Why are collections data useful?
We are now in a critical period: humans have had a major impact on the distribution of biodiversity, radically affecting landscapes through industrialisation, increased consumption of natural resources, pollution and climate change.
Our data is vital in tackling current scientific challenges - our natural history collections provide a unique historical perspective on the distribution of biodiversity and geodiversity over the last 200 years.
Digitising our collections
One of the main contributors to the Data Portal is the Digital Collections Programme, initiated in 2014 to digitise and release data about the 80 million items in our collection.
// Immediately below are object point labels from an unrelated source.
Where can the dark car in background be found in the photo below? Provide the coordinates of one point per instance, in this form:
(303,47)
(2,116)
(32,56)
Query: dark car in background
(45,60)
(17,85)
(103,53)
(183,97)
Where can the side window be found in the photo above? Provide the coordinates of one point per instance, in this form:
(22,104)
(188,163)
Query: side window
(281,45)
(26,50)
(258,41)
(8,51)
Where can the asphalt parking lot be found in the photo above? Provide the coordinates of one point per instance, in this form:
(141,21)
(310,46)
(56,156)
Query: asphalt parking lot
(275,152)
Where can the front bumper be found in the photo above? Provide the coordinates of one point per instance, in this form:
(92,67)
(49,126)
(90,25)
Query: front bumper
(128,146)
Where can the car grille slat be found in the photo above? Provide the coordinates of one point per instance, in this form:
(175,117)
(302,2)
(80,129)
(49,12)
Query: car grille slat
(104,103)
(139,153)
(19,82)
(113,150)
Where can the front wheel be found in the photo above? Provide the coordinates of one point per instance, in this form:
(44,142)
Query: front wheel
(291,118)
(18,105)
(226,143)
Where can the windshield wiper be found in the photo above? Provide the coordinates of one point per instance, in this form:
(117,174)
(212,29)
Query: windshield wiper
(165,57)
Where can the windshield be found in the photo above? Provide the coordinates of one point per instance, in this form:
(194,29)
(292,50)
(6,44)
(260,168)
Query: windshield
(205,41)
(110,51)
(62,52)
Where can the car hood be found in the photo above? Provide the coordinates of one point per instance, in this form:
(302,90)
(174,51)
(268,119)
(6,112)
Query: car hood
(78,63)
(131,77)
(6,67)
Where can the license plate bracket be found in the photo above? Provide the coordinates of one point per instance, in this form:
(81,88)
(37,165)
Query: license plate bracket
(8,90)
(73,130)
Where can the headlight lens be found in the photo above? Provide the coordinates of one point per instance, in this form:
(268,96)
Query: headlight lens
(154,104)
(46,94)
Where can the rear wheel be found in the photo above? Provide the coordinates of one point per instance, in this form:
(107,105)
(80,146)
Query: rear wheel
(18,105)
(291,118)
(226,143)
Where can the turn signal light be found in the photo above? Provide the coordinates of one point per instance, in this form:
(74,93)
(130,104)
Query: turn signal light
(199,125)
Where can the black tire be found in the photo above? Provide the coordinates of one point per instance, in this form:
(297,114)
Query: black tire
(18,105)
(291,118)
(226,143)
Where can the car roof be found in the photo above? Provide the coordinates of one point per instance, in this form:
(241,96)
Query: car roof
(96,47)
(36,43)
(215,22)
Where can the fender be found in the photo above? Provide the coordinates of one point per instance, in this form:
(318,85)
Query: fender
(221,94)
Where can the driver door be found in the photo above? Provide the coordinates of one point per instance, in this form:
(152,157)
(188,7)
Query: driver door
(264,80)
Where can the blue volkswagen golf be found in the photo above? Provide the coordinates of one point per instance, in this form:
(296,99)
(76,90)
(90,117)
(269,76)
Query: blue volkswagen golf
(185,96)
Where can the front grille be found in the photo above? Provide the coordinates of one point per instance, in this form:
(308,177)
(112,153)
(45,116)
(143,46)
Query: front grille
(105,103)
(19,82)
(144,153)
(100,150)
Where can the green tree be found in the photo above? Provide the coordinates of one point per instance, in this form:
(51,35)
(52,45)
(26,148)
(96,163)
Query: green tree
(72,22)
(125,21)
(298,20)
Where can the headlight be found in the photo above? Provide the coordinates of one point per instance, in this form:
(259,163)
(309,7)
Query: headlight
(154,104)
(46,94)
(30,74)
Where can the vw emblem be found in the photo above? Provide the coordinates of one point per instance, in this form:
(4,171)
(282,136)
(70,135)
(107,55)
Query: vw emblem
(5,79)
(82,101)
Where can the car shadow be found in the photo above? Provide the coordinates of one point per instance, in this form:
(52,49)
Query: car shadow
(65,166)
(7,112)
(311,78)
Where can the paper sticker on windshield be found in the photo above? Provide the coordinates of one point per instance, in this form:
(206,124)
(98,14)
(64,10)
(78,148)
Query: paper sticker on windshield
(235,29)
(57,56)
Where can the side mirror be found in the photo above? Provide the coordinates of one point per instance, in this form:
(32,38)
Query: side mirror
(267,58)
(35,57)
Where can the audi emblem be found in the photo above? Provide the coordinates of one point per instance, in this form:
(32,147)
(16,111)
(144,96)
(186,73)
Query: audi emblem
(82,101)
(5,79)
By tracking the usage of the Data Portal and the citations of Museum data, we can understand the global impact of our digitisation and data sharing efforts.
Since 2015 over 4,544,000 of the Museum's specimens have been added to the Data Portal. These have seen over 22 billion downloads over 280,000 download events. We also currently track 520 scientific papers citing Museum data.
Using the Data Portal
The Data Portal provides open access to important research datasets produced by Museum scientists as well as digitised objects from the Museum's specimen collection. By releasing these datasets freely online, the Museum enables researchers from anywhere in the world to access and use the data in their own research.
We use Digital Object Identifiers (DOI) that can be used to retrieve the exact data repeatedly at any time after the original download event. This is important because it allows scientists to check and re-use others data. DOIs also make it easier to track both the usage and impact of research and collections datasets.
The Data Portal will continue to expand its offer of data and features available for users. Providing links to additional resources related to digitised specimens is particularly important, allowing researchers to use new representations and analysis such as related genomic datasets or 3D scans of objects.